If you call mmap on a 1 KB, 2 KB, or up to a 4 KB region on a 4 KB system, the system reserves 4 KB to implement this. In other words, when requesting memory from the kernel, the kernel must always round up the requested memory to the nearest page size. For example, if you allocate a 5 KB region on a 4 KB region, the kernel allocates 8 KB.

On a 16 KB kernel, these extra "tail ends" of pages are larger. For example, all of these allocations, from 1 KB to 5 KB would allocate 16 KB when used with a 16 KB kernel. If you request 17 KB, it allocates 32 KB.

For example, on a 4 KB system, it's okay to allocate two 4 KB read-write anonymous regions. However, on a 16 KB kernel, this would result in allocating two pages or 32 KB. On a 16 KB kernel, if possible, these regions can be combined into a single read or writeable page so that only 16 KB is used, wasting 8 KB compared to the 4 KB kernel case. To reduce even more memory usage, more pages can be combined. In fact, on a 16 KB system that is maximally optimized, 16 KB pages require less memory than 4 KB systems because the page table is one fourth the size for the same memory.

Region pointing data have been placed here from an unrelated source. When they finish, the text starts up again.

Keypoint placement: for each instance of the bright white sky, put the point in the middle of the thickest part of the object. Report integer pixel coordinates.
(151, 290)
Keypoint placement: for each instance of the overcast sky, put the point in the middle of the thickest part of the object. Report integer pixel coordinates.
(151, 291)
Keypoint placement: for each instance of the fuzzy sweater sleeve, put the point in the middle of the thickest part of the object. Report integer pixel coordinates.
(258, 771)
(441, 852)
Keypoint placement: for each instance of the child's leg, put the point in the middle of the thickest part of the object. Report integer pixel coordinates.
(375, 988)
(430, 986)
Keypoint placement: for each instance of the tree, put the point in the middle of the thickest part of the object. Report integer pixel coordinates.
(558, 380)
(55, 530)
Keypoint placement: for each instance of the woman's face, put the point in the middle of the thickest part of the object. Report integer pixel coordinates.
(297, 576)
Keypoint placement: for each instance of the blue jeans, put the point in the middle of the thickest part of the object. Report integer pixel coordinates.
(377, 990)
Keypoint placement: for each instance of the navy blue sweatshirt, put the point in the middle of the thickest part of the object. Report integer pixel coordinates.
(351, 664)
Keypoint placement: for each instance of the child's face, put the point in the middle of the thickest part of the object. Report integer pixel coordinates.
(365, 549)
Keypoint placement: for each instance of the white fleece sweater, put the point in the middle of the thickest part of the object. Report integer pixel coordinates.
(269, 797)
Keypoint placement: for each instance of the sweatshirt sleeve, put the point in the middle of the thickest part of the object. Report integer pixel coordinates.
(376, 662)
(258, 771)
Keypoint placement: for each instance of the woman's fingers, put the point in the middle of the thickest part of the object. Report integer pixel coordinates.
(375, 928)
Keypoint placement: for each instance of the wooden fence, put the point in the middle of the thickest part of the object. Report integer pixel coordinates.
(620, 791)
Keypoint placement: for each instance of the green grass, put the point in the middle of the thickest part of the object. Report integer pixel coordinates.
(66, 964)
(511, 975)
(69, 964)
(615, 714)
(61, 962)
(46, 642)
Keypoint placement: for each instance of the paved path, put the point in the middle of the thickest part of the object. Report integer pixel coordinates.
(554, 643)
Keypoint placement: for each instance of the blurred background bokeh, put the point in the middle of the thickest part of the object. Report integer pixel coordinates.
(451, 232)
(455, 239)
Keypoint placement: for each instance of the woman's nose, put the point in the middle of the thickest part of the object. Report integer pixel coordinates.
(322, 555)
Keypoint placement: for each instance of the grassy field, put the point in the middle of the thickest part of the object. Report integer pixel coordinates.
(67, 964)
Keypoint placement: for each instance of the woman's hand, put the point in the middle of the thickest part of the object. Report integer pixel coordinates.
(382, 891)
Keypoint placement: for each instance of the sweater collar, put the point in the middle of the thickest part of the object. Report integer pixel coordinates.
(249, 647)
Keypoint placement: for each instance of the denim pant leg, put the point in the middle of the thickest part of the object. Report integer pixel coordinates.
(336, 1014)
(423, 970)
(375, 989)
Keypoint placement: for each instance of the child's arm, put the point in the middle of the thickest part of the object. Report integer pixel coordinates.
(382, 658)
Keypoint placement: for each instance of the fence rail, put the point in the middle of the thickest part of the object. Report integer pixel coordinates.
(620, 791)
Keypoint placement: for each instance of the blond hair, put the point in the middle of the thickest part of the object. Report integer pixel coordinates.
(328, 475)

Whenever using mmap, ensure that you round the size you are requesting up to the nearest page size. This ensures that the entire amount of memory the kernel allocates is directly visible to userspace in runtime values, instead of being implicitly requested and implicitly or accidentally accessible.

Build shared libraries with 16 KB ELF alignment

To build shared libraries that are part of the android project, the earlier settings in Enable 16 KB page size are sufficient:

PRODUCT_NO_BIONIC_PAGE_SIZE_MACRO := true
PRODUCT_MAX_PAGE_SIZE_SUPPORTED := 16384

To build shared libraries that aren't part of android project, you need to pass this linker flag:

-Wl,-z,max-page-size=16384

Verify binaries and prebuilts for 16 KB ELF alignment

The best way to verify alignment and runtime behavior is to test and run on a 16 KB compiled kernel. However, in order to catch some issues earlier:

Starting in Android 16 (AOSP experimental), you can set PRODUCT_CHECK_PREBUILT_MAX_PAGE_SIZE := true at build time. Use ignore_max_page_size: true in Android.bp and LOCAL_IGNORE_MAX_PAGE_SIZE := true in Android.mk to temporarily ignore them. These settings verify all prebuilts and allow you to detect when one is updated but is not 16 KB aligned.
You can run atest elf_alignment_test which verifies the alignment of on-device ELF files on devices launching with Android 15 and later.